Senate Passes USPS Fix With Controversial Requirements


The US Senate on Wednesday passed a plan that would help pull the U.S. Postal Service from near collapse while saving thousand of jobs. The plan would also help save 100 mail processing plants that are set to close next month.

The plan passed with a 62-37 vote and could potentially help save Saturday delivery.

According to Sen. Tom Carper, a Delaware Democrat, one of the Senate bill’s co-sponsors:

“My hope is that our friends over in the U.S. House, given our bipartisan steps we took this week, will feel a sense of urgency,” and “The situation is not hopeless, the situation is dire.”

In a statement released following the passing of the bill Rep. Darrell Issa called the senate bill “wholly unacceptable.”

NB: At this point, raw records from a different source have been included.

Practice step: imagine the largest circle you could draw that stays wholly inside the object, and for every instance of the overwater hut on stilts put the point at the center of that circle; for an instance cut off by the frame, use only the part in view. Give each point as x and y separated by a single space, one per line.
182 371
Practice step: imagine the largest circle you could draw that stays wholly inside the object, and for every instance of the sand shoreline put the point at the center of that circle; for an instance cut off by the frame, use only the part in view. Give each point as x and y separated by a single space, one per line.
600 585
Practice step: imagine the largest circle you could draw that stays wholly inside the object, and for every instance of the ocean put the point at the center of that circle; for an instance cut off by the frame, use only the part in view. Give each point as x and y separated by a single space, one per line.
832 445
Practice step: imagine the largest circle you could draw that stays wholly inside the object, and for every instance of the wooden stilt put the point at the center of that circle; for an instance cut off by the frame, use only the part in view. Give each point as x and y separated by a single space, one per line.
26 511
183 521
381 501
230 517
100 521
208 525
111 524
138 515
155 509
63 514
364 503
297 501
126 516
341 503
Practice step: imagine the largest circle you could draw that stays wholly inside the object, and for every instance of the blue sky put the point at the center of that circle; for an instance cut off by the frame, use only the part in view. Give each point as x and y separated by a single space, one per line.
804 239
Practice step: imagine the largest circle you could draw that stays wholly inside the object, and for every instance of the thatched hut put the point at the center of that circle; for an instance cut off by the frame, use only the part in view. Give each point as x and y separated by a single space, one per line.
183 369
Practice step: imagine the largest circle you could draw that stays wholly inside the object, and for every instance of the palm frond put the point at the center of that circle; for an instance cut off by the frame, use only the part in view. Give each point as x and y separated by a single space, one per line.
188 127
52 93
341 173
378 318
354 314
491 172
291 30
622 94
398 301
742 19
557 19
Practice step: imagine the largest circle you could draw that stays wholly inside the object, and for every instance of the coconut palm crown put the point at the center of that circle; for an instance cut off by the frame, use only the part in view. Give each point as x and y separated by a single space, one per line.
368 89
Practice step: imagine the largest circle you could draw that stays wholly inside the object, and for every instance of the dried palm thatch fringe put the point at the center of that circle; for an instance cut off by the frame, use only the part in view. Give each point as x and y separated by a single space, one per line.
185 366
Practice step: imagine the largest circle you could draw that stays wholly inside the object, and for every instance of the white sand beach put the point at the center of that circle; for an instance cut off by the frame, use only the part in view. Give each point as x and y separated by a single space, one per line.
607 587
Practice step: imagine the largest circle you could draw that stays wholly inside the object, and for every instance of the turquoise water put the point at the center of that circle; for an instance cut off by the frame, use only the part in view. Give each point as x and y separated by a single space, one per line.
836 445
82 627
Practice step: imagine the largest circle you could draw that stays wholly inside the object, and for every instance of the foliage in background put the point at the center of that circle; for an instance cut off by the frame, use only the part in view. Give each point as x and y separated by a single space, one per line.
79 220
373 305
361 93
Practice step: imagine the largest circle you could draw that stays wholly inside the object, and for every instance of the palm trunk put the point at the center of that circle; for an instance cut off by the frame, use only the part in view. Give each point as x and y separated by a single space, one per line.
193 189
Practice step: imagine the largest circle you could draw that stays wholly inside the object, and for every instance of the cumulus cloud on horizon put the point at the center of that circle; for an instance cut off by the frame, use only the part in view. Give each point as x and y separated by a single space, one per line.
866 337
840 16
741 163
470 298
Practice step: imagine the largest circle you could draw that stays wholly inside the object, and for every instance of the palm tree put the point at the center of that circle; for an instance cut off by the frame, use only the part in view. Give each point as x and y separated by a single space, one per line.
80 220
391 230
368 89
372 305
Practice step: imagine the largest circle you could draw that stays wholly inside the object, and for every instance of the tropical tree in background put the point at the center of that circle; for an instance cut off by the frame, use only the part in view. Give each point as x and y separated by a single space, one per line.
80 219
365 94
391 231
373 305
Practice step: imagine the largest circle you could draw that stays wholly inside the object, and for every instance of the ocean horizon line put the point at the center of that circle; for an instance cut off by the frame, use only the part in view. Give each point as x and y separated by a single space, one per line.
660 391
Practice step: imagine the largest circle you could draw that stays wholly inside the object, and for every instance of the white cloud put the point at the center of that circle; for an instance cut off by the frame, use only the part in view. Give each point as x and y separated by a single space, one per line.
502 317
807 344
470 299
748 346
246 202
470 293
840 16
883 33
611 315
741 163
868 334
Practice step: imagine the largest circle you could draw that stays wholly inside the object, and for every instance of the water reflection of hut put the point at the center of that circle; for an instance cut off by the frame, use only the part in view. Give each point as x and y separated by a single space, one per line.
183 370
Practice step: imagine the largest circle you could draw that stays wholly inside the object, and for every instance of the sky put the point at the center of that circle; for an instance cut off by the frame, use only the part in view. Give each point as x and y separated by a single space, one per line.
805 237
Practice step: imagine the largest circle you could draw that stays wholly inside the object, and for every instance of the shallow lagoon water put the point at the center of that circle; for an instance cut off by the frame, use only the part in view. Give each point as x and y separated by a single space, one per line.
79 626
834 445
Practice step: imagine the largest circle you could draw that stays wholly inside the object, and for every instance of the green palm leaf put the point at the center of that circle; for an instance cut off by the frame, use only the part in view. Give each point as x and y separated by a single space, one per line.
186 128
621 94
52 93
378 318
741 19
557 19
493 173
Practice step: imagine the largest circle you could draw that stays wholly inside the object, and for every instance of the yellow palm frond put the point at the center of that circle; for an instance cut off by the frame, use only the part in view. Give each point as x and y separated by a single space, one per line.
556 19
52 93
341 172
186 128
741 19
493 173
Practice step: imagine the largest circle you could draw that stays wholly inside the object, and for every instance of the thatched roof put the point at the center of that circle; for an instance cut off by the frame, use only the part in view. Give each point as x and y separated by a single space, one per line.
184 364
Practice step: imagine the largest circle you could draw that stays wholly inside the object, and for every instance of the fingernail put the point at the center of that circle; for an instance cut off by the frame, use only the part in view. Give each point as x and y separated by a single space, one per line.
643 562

The House has yet to submit a Postal Service bill of its own and Congress needed to act by May 15 to avoid the end of a moratorium on postal office closures. The Senate bill came under the stipulation that the USPS delay its moratorium closings until the U.S. House proposes a bill of its own.

Among the bills most controversial measures are cuts to workers’ compensation benefits, a transition from door-to-door to curbside delivery in some areas and the slow down of first-class mail delivery service.

In the meantime the USPS is witnessing declining mail volume, a mandate to prefund retirement and a $5.1 billion loss for the year ended Sept. 30.

The new Senate bill also caps executive pay to $199,000, compared to $384,000 paid to Postmaster General Patrick Donahoe in 2011.

According to the Congressional Budget Office the Senate bill will cost $33.6 billion over 10 years, a price consideration that is not likely to sit well with House reps.